Thank you very much for pointing that out.
I also have the feeling that there are ways to extend the simple basic
idea presented in the paper to other scenarios like large secret
exponents or maybe PKCS#1-v1.5 encryption[1] but did not yet pursue that.

Even the simple attack is a positive proof that the bad gut feeling
about using RSA with a secret 64 bit modulus (in a place where something
like Triple-DES would be quite sufficient) was not unjustified. And it
covers the cases that are in my opinion the main practical risk, namely
system designers tempted to use standard public key libraries for the
described symmetric purposes in straight-forward way.

Arjen Lenstra et al. in "Ron was wrong, Whit is right"
(http://eprint.iacr.org/2012/064) tell us, >95% of all practical RSA
exponents to be found on the Internet are 65537 while the overwhelming
part of the rest is even smaller.

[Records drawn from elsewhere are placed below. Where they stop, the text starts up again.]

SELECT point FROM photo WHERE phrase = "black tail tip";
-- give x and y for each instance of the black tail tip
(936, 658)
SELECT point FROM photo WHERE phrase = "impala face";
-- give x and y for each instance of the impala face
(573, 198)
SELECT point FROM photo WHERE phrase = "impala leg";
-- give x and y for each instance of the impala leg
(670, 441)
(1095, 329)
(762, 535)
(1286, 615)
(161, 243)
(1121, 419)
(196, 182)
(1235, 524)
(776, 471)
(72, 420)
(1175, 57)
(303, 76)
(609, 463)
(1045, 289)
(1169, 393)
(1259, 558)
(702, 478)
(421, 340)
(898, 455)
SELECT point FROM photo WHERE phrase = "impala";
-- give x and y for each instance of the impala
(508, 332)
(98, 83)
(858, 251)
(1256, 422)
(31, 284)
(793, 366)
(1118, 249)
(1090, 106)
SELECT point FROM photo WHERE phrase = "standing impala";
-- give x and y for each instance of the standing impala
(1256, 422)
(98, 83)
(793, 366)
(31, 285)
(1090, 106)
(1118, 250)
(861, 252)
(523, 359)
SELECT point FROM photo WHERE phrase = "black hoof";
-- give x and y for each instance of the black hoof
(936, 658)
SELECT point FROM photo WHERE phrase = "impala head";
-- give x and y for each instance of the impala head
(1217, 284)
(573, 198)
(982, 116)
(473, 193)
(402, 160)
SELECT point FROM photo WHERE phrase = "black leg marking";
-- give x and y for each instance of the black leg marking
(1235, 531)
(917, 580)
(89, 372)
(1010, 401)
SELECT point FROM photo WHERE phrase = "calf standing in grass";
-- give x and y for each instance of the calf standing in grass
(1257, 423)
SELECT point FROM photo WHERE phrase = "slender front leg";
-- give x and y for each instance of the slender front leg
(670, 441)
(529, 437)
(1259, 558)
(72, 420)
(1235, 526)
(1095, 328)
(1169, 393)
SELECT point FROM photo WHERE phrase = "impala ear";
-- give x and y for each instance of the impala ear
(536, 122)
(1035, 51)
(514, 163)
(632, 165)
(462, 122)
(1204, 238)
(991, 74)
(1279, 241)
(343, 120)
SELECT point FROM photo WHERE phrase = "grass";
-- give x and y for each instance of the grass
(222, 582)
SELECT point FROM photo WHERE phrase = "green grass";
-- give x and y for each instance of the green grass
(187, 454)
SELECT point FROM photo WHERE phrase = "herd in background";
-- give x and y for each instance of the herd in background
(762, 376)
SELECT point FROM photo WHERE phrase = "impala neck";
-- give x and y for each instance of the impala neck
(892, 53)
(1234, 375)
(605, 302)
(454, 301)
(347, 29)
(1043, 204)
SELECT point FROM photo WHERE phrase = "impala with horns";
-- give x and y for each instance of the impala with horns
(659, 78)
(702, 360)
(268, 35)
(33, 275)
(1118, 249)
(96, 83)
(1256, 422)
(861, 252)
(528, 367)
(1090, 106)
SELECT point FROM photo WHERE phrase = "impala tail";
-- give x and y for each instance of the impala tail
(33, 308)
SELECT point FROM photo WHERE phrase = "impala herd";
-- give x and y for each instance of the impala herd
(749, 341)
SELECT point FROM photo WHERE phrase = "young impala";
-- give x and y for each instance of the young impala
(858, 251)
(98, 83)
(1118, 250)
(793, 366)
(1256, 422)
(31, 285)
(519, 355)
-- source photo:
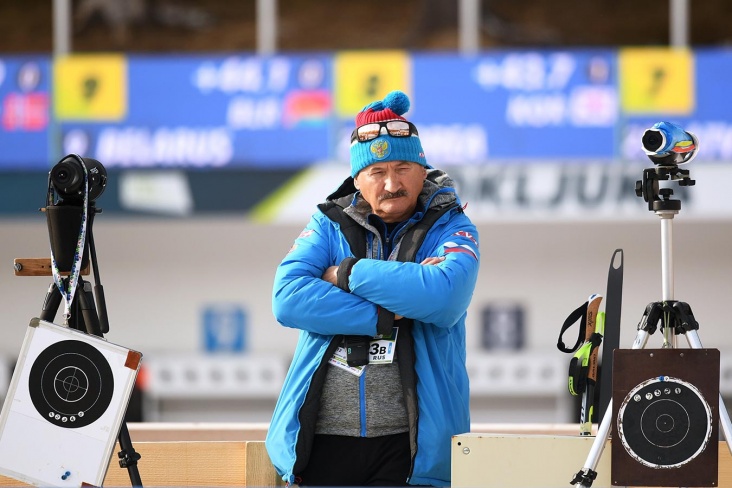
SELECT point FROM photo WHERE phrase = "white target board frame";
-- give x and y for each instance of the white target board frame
(65, 406)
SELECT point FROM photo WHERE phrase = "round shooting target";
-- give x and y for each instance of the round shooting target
(664, 422)
(71, 384)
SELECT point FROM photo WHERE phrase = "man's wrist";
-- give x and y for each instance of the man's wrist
(344, 272)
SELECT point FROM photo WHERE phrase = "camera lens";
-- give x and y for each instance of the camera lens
(653, 140)
(62, 177)
(67, 178)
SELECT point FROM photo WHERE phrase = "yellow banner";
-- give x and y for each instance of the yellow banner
(362, 77)
(657, 81)
(90, 87)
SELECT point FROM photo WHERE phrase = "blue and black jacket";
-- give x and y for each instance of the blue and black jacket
(434, 299)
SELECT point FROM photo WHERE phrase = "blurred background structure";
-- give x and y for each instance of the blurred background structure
(217, 155)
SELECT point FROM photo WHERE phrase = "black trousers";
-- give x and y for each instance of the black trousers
(358, 461)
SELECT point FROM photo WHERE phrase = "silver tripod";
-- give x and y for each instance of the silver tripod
(661, 204)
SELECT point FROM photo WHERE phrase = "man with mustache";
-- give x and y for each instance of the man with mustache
(378, 283)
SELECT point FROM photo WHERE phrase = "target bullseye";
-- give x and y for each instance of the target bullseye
(71, 384)
(664, 422)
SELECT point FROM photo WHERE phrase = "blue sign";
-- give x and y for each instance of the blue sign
(224, 328)
(212, 112)
(25, 118)
(516, 105)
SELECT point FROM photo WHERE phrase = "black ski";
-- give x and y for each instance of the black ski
(611, 340)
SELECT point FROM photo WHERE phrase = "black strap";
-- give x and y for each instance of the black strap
(579, 313)
(355, 234)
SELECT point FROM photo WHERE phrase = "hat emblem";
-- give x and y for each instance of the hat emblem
(380, 148)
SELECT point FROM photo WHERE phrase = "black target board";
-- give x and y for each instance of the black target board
(665, 417)
(71, 384)
(65, 407)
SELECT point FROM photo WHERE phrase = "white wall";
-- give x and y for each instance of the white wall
(157, 274)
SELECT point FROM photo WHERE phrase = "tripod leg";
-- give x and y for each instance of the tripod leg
(588, 474)
(88, 311)
(695, 343)
(128, 457)
(51, 303)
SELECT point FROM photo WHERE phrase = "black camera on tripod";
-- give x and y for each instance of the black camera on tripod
(74, 184)
(67, 177)
(668, 146)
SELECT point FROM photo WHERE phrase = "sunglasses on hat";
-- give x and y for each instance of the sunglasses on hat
(395, 128)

So system designers who use something
else than RSA with e=65537 will with a good probability have made a
concious decision and invested some more thought about the crypto they
are using (at least that is what I would hope).

Then again, as Jon Callas correctly concluded, the additional work to
invest in assuring that such an usual scheme is secure might be more
economically put into other parts of system design.


Hans-Joachim


[1] My footnote (sorry, Peter, couldn't resist):

Note that PKCS#1-v1.5 signature padding is deterministic, i. e. using
RSA with short secret modulus as a private integrity mechanism for data
deposited in the hands of other parties (in other words: cookies) in
place of a symmetric MAC would also be susceptible to the simple attack.

As James Muir pointed out, using OAEP/PSS with enough salt would prevent
that. But way too many users/applications like DNSSEC still use PKCS#1-v1.5.